Much like the disciples, I didn’t know what to believe. Everything I had been told about The Episcopal Church, everything I had come to know; how we should behave, act, treat one another, and love one another, had been turned upside down. What I believed in and what I saw did not line up. Essentially, I felt as though I were broken. And so, I walked away. I had hoped for something better, and that hope was now lost.
I can kind of relate to how these disciples felt on this part of their walk. Maybe you can too.
Jesus continued along the road, and the disciples urge him to stay with them, as the day was ending. When they went inside, it says that Jesus TOOK bread, BLESSED it, BROKE it, and GAVE it to them, and suddenly their eyes were opened. Once he was revealed to them, he vanished from their sight. The disciples acknowledged their burning hearts when he read them the scriptures of him and went back to Jerusalem to share what had happened.
Notice these important words from this Gospel, "Jesus TOOK bread, BLESSED it, BROKE it, and GAVE it to them, and suddenly their eyes were opened. Once he was revealed to them, he vanished from their sight.”
Why is it that Christ waited until this moment to reveal himself to the disciples? Why not earlier? And once he finally was recognizable, why would he vanish from their sight?

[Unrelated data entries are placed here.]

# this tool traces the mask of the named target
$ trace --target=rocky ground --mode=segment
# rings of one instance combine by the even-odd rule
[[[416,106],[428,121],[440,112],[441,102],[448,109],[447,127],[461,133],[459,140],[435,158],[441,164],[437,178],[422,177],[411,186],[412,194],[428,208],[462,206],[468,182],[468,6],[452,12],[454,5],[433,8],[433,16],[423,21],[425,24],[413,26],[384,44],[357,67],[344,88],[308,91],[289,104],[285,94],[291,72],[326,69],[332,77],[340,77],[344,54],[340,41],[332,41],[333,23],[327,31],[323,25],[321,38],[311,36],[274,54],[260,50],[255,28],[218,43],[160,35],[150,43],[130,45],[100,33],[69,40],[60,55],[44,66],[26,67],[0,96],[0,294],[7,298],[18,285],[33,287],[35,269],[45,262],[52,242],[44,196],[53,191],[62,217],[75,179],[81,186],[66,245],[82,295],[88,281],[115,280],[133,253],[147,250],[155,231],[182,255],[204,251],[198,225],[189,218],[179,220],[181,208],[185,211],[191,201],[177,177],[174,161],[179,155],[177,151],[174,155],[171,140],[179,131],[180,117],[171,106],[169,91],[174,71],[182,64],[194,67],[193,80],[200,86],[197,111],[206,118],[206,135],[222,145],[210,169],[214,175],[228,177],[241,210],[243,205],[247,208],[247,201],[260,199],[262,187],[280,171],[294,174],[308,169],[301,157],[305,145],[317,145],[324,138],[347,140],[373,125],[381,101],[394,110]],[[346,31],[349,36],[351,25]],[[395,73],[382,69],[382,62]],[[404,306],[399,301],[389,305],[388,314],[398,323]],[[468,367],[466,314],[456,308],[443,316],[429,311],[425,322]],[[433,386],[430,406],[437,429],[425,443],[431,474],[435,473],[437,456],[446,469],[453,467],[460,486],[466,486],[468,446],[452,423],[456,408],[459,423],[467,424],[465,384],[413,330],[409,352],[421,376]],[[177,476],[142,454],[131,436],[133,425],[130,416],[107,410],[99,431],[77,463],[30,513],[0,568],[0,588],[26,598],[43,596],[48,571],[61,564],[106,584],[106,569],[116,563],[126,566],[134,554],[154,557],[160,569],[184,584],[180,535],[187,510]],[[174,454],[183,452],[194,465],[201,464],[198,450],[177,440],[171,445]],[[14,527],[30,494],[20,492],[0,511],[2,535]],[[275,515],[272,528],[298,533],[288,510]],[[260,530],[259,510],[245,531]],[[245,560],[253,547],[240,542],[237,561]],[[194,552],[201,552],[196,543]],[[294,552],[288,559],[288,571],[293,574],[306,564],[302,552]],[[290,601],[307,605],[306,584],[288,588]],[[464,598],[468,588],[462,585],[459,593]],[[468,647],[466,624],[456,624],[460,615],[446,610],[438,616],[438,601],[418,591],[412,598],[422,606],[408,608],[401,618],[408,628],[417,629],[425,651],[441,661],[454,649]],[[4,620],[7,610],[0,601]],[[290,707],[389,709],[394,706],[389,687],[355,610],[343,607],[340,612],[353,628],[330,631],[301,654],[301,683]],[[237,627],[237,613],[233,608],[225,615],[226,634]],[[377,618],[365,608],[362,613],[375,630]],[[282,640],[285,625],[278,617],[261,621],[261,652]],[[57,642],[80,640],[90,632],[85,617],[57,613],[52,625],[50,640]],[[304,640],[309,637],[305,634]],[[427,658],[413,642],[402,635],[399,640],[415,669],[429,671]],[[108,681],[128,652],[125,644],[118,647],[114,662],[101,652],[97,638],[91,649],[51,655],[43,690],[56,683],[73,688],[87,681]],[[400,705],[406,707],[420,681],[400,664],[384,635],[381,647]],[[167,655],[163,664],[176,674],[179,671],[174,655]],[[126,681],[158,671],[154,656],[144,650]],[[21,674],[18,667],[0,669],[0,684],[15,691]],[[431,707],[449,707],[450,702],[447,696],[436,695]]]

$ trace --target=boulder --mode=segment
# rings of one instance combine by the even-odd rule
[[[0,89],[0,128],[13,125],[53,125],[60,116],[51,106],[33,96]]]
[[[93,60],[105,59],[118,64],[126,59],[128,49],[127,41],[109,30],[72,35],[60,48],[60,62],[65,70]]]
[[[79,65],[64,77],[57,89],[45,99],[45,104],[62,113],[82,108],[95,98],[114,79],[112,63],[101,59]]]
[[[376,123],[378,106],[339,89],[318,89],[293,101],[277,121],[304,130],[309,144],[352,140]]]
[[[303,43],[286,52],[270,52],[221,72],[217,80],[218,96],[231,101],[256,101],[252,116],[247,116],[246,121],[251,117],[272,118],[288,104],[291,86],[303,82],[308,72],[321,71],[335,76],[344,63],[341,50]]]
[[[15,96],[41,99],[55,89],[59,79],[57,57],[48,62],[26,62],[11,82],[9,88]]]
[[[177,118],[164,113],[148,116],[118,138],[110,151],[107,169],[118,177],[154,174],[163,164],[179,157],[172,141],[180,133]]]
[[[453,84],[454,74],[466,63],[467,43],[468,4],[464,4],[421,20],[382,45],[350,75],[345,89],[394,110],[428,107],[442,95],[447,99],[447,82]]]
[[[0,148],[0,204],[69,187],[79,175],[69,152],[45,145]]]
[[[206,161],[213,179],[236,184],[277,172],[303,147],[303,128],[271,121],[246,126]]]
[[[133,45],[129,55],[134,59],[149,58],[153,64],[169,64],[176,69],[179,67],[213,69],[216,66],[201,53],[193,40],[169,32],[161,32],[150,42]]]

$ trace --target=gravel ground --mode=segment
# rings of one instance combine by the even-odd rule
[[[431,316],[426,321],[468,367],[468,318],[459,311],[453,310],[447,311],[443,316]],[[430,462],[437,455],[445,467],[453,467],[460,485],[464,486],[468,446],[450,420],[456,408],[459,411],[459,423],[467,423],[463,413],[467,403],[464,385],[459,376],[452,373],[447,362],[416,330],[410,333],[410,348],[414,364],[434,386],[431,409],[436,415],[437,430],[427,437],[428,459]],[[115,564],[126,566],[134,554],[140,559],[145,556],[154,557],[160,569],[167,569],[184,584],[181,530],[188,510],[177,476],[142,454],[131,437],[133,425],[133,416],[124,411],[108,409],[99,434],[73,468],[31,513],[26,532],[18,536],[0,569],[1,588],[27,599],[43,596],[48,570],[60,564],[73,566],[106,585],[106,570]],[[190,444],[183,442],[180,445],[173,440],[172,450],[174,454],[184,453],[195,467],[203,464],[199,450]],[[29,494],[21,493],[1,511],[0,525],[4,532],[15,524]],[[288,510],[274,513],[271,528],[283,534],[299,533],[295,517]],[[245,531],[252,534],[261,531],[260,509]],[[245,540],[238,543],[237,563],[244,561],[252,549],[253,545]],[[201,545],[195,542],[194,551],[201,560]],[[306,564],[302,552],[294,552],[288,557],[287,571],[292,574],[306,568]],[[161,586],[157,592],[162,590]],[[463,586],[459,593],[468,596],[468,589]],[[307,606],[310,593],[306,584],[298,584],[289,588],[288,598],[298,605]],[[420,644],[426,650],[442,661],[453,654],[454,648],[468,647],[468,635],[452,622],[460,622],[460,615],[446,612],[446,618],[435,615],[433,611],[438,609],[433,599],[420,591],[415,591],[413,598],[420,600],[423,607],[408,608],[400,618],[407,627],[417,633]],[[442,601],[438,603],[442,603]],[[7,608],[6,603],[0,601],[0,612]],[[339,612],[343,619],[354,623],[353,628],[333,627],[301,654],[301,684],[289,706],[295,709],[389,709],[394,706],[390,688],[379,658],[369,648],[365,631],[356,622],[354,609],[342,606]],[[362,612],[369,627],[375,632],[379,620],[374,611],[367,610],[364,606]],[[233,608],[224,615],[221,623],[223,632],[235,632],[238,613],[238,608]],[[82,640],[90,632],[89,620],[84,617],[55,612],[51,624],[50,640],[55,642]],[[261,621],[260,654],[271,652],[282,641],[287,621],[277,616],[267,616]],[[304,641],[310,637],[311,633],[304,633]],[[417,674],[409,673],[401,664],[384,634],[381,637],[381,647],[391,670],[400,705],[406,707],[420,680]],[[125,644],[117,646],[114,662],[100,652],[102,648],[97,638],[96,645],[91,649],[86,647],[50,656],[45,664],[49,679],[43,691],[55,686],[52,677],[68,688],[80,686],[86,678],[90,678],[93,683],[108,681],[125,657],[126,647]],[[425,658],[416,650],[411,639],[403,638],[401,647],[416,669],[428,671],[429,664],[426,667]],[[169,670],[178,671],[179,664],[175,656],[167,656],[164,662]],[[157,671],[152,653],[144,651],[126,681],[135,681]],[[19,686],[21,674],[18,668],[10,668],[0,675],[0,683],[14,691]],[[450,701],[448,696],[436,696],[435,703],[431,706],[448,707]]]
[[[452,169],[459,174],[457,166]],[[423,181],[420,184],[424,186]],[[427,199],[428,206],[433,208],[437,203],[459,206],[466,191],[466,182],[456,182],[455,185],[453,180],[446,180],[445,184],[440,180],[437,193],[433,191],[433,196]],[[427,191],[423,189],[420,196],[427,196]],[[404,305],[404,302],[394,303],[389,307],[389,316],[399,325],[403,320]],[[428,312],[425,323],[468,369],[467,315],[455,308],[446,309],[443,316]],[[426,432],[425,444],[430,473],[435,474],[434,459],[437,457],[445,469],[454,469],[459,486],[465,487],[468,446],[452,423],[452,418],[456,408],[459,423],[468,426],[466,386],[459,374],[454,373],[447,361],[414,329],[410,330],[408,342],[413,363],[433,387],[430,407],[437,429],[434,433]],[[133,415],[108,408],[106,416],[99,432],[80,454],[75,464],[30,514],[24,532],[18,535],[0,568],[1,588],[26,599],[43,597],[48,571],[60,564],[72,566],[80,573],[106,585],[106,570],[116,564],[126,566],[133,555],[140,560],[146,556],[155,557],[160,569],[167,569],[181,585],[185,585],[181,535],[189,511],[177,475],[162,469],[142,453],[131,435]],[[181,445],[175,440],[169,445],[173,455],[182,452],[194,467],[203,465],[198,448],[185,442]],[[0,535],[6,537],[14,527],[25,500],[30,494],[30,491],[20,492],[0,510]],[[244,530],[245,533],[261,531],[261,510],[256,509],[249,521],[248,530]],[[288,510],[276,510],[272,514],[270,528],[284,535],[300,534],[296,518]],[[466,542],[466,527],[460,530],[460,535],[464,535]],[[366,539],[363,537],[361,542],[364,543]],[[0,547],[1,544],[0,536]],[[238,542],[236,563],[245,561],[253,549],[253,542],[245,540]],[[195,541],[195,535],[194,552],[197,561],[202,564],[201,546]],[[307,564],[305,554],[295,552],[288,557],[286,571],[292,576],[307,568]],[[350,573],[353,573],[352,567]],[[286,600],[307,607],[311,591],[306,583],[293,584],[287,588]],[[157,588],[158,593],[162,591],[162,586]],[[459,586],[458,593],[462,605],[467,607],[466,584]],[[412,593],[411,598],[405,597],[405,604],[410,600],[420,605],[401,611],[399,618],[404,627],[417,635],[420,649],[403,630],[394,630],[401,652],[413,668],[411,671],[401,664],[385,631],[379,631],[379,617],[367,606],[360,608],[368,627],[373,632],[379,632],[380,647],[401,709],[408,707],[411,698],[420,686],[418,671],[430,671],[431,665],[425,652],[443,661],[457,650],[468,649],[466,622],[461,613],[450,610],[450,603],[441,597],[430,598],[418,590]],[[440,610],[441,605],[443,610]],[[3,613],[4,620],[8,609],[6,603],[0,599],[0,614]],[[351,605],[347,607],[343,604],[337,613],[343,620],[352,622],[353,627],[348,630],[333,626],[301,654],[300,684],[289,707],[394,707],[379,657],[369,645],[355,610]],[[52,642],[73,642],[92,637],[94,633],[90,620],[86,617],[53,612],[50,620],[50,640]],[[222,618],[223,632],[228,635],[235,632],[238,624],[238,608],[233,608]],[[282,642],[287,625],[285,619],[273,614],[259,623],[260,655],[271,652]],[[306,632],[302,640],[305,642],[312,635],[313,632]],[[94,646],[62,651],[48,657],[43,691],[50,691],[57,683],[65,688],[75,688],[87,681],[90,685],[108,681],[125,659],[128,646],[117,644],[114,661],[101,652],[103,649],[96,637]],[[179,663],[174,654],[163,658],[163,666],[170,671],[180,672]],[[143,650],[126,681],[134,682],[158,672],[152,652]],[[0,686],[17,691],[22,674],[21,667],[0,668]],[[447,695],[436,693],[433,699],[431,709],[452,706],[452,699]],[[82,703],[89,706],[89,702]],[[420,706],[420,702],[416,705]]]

Jesus was waiting for the invitation to come in. And once he was invited in, he broke bread with them. It was then that their eyes were opened. Like us, Jesus must be invited in by us, for us. When we come together in the breaking of bread, we invite Jesus in. We can see him clearly, and we know who he is.
When Jesus vanished from sight, the disciples knew that he was still present. Because amid their breaking point, Jesus became known to them in the breaking of bread.
When I left the church, I had no idea where I was going, what I had witnessed, how I felt, or what to do. I shared my story with others, but nothing brought me the satisfaction I had been looking for.
I was walking down my own Emmaus Road, feeling lost and hopeless. I had hoped that my spirit and soul would find peace, but there was nothing that I could recognize that would allow me to heal. That was, until I found myself in a pew of a small church on a hill, known as St. Peter's.
It was your welcoming embrace that helped me realize that there would be another shift about to occur in my life: one that would offer the opportunity to reconnect, heal, and continue growing.
Pushed to my breaking point, I realized what was required to happen next: it was my turn to invite Jesus in to allow me to heal faithfully. Like the disciples, I had no idea that Jesus would be so close to me, walking along with me down my Emmaus Road, and ready to help. He had been waiting for the invitation the entire time.
In just a little bit, each of us will have the opportunity to come to the Lord’s table and break bread with each other. I ask that we consider the following: what parts of us need healing? How will we invite Jesus in, and be able to recognize him when we TAKE the bread, BLESS it, BREAK it, and GIVE it?
Perhaps it is in our own breaking that we see Christ clearly and in the breaking of bread that we invite Jesus into our hearts. To restore our hope, to heal faithfully, and to love as He loved us.